A peggiorare la situazione, la sconfitta di Harry alla Corte d’Appello di Londra, che ha confermato la legittimità della revoca della protezione armata. Il principe sostiene di essere vittima di una trappola governativa, e ha annunciato che scriverà alla ministra degli Interni Yvette Cooper e, se necessario, anche al premier Keir Starmer.

Il Palazzo ha reagito in modo inusuale con un comunicato ufficiale che, senza citare direttamente Harry, ha ricordato che la questione sicurezza è stata più volte valutata dai tribunali, con la stessa conclusione: nessuna protezione speciale per il principe.

IL CONGELAMENTO DEI RAPPORTI FAMILIARI

«Mio padre non mi parla più», ha ammesso Harry. «Ci sono membri della famiglia che non mi perdoneranno mai». Un riferimento diretto all’autobiografia Il minore e ad altre tensioni mai risolte. Harry ha anche detto di conoscere i nomi dei responsabili delle decisioni più dolorose.

Da parte della famiglia reale, la fiducia è ormai compromessa. Le parole del principe avrebbero convinto Buckingham Palace che non è più possibile alcun dialogo riservato. «Le sue dichiarazioni dimostrano che non ci si può fidare di lui», trapela da fonti vicine alla Corona. Il loro ultimo incontro risale al febbraio 2024, quando Harry volò a Londra per vedere il padre dopo l’annuncio della sua malattia. Ma quel fragile momento di riavvicinamento si è dissolto.

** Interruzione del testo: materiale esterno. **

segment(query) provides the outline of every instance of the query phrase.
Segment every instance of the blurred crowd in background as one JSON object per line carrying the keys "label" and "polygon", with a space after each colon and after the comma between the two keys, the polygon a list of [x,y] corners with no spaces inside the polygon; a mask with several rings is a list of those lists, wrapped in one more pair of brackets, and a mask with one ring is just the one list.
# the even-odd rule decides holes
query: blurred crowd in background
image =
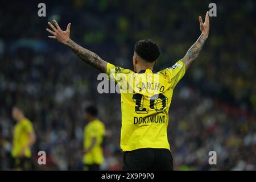
{"label": "blurred crowd in background", "polygon": [[[118,170],[120,96],[98,93],[99,72],[47,38],[47,22],[117,65],[133,69],[135,43],[156,42],[156,71],[182,58],[200,35],[198,16],[212,2],[73,0],[45,1],[46,17],[30,1],[0,2],[0,169],[10,169],[11,109],[22,102],[37,141],[35,169],[82,169],[84,109],[96,105],[109,136],[102,169]],[[216,2],[217,17],[194,64],[176,87],[170,110],[169,142],[175,170],[256,169],[256,2]],[[47,165],[37,164],[37,153]],[[216,151],[217,165],[208,152]]]}

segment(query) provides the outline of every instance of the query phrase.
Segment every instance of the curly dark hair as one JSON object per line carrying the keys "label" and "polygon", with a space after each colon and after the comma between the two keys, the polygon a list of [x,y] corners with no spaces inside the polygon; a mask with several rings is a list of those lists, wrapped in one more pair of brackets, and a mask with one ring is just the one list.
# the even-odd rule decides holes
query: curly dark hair
{"label": "curly dark hair", "polygon": [[142,59],[148,62],[153,62],[161,55],[158,44],[149,39],[141,40],[135,46],[135,52]]}

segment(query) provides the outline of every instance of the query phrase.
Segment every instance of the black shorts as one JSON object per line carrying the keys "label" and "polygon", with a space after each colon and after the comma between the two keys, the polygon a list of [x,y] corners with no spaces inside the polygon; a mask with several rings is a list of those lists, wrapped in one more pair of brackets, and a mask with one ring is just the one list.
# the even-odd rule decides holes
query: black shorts
{"label": "black shorts", "polygon": [[123,154],[124,171],[172,171],[172,156],[166,148],[140,148]]}

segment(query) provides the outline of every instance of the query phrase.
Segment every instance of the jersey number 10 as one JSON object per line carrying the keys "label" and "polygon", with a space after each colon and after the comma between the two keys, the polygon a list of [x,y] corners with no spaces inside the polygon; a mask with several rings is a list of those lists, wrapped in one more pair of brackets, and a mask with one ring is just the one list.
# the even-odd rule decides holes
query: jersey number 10
{"label": "jersey number 10", "polygon": [[[136,102],[135,110],[137,114],[148,113],[148,108],[143,107],[144,99],[144,96],[141,94],[136,93],[133,95],[133,100]],[[163,112],[167,105],[167,101],[168,98],[162,93],[154,95],[150,99],[150,108],[155,109],[157,113]],[[160,103],[162,105],[160,108],[158,108]]]}

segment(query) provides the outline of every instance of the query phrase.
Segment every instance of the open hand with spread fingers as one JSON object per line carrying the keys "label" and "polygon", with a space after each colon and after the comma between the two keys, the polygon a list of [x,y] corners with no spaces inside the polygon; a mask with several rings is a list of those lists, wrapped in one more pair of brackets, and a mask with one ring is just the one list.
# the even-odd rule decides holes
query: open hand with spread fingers
{"label": "open hand with spread fingers", "polygon": [[52,35],[49,35],[48,37],[51,39],[56,39],[58,42],[63,44],[66,44],[69,40],[70,27],[71,23],[69,23],[68,24],[65,31],[63,31],[60,28],[58,23],[55,19],[53,19],[53,23],[56,27],[50,22],[48,22],[48,24],[52,28],[52,30],[46,28],[46,31],[52,34]]}

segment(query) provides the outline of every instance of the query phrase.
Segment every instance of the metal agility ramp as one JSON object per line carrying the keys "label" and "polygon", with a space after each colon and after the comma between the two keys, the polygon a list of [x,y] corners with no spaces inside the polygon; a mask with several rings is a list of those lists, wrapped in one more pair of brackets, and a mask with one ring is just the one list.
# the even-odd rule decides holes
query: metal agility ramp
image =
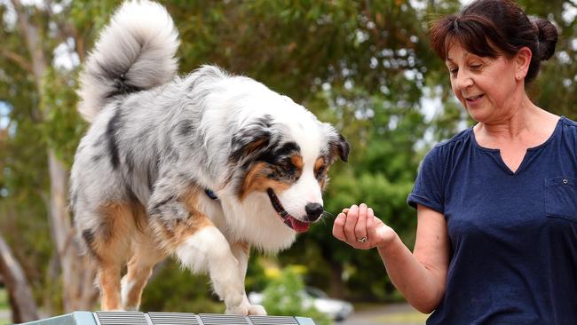
{"label": "metal agility ramp", "polygon": [[242,316],[221,313],[74,312],[26,322],[27,325],[315,325],[292,316]]}

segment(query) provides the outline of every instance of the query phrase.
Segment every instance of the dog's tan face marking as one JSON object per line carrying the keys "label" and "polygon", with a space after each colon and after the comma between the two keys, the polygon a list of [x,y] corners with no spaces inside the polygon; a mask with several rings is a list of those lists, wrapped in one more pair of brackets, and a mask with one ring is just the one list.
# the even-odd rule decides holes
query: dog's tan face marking
{"label": "dog's tan face marking", "polygon": [[324,157],[317,158],[317,161],[314,162],[314,177],[319,181],[320,188],[324,189],[326,181],[327,181],[327,166]]}
{"label": "dog's tan face marking", "polygon": [[174,252],[180,244],[199,230],[214,226],[212,221],[198,210],[198,197],[202,194],[203,194],[203,192],[198,186],[193,186],[179,198],[190,212],[186,219],[170,219],[165,222],[156,219],[151,225],[167,252]]}
{"label": "dog's tan face marking", "polygon": [[303,173],[304,164],[303,157],[296,154],[278,164],[264,162],[255,164],[244,178],[241,200],[251,192],[265,192],[267,188],[273,188],[280,193],[288,189]]}

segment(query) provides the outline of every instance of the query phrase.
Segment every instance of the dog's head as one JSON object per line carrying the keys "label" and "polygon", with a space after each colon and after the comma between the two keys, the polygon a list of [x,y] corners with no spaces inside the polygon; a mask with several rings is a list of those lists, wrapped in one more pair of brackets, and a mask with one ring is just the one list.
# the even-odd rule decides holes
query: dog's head
{"label": "dog's head", "polygon": [[321,192],[330,165],[346,162],[349,144],[333,126],[279,96],[281,107],[249,119],[232,138],[229,162],[237,166],[237,195],[266,200],[270,210],[297,233],[323,211]]}

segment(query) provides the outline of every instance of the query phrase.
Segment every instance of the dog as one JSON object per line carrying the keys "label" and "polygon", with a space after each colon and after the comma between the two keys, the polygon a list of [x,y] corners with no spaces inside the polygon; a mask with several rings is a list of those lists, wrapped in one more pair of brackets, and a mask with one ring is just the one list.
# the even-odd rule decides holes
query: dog
{"label": "dog", "polygon": [[153,267],[171,256],[209,273],[226,313],[266,314],[247,298],[249,248],[278,252],[321,217],[327,171],[349,144],[249,77],[214,66],[177,75],[178,44],[164,7],[130,1],[89,54],[75,228],[103,310],[138,310]]}

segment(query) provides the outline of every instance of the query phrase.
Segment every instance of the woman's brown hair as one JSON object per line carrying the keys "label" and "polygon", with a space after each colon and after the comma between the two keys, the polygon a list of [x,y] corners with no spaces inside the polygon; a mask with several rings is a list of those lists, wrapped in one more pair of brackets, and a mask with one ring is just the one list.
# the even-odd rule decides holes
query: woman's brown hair
{"label": "woman's brown hair", "polygon": [[457,14],[435,21],[430,29],[433,50],[443,60],[453,44],[480,57],[515,56],[522,47],[533,52],[526,83],[535,79],[541,61],[555,52],[557,31],[543,19],[529,19],[512,0],[477,0]]}

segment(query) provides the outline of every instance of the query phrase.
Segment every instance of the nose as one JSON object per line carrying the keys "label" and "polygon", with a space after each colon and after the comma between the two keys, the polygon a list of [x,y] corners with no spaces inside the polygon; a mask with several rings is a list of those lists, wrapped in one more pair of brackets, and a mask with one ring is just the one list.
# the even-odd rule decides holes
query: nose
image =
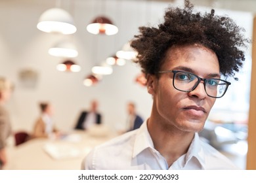
{"label": "nose", "polygon": [[200,99],[205,99],[207,96],[207,94],[204,88],[203,82],[201,81],[193,91],[188,92],[188,95]]}

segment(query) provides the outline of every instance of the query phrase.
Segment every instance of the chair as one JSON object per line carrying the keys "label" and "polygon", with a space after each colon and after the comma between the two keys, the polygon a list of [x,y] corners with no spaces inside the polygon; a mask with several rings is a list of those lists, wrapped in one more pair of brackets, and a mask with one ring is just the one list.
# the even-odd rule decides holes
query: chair
{"label": "chair", "polygon": [[15,145],[18,146],[28,140],[29,134],[26,131],[18,131],[14,133]]}

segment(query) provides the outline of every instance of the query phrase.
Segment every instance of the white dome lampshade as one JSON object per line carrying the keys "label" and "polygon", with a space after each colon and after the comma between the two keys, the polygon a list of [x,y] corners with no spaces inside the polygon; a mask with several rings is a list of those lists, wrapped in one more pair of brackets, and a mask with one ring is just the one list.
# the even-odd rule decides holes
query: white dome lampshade
{"label": "white dome lampshade", "polygon": [[71,15],[61,8],[51,8],[40,16],[37,27],[46,33],[74,33],[77,29]]}
{"label": "white dome lampshade", "polygon": [[106,62],[108,65],[118,65],[118,66],[122,66],[125,65],[126,61],[125,59],[123,58],[119,58],[117,57],[116,55],[114,55],[111,57],[107,58],[106,59]]}
{"label": "white dome lampshade", "polygon": [[56,69],[59,71],[77,73],[80,71],[81,67],[75,64],[73,61],[66,60],[62,63],[58,64]]}
{"label": "white dome lampshade", "polygon": [[99,75],[109,75],[113,73],[112,67],[106,63],[93,67],[91,71],[93,74]]}
{"label": "white dome lampshade", "polygon": [[130,46],[130,42],[127,42],[123,45],[121,50],[116,52],[116,56],[119,58],[123,58],[127,60],[135,59],[138,54],[138,52],[135,51]]}
{"label": "white dome lampshade", "polygon": [[48,53],[53,56],[62,58],[75,58],[78,56],[75,45],[68,41],[58,42],[49,49]]}
{"label": "white dome lampshade", "polygon": [[83,84],[86,86],[94,86],[97,84],[100,80],[100,79],[101,77],[100,75],[91,74],[85,77],[85,78],[83,80]]}
{"label": "white dome lampshade", "polygon": [[118,28],[106,16],[96,17],[91,24],[87,26],[87,31],[95,35],[105,34],[115,35],[118,32]]}

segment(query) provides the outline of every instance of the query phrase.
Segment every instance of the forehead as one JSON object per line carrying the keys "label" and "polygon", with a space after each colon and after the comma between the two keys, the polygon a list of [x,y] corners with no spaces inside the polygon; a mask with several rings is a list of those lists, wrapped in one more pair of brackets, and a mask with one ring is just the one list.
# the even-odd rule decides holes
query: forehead
{"label": "forehead", "polygon": [[166,52],[161,69],[173,69],[179,66],[209,69],[219,72],[219,64],[216,54],[202,45],[175,46]]}

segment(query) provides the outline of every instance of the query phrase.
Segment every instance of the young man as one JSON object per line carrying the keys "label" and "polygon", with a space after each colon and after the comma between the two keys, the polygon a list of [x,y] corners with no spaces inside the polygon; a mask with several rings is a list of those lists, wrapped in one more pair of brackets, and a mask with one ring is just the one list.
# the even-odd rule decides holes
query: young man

UN FUTURO SENZA RICONCILIAZIONE?

Harry ha ammesso di non credere più che potrà portare i suoi figli in Gran Bretagna, farli conoscere al nonno e legarli a quel Paese che pure fa parte del loro patrimonio culturale. A quanto pare, la volontà di normalizzazione a corte è oggi inesistente. E il principe resta, ancora una volta, più lontano che mai dalla sua famiglia.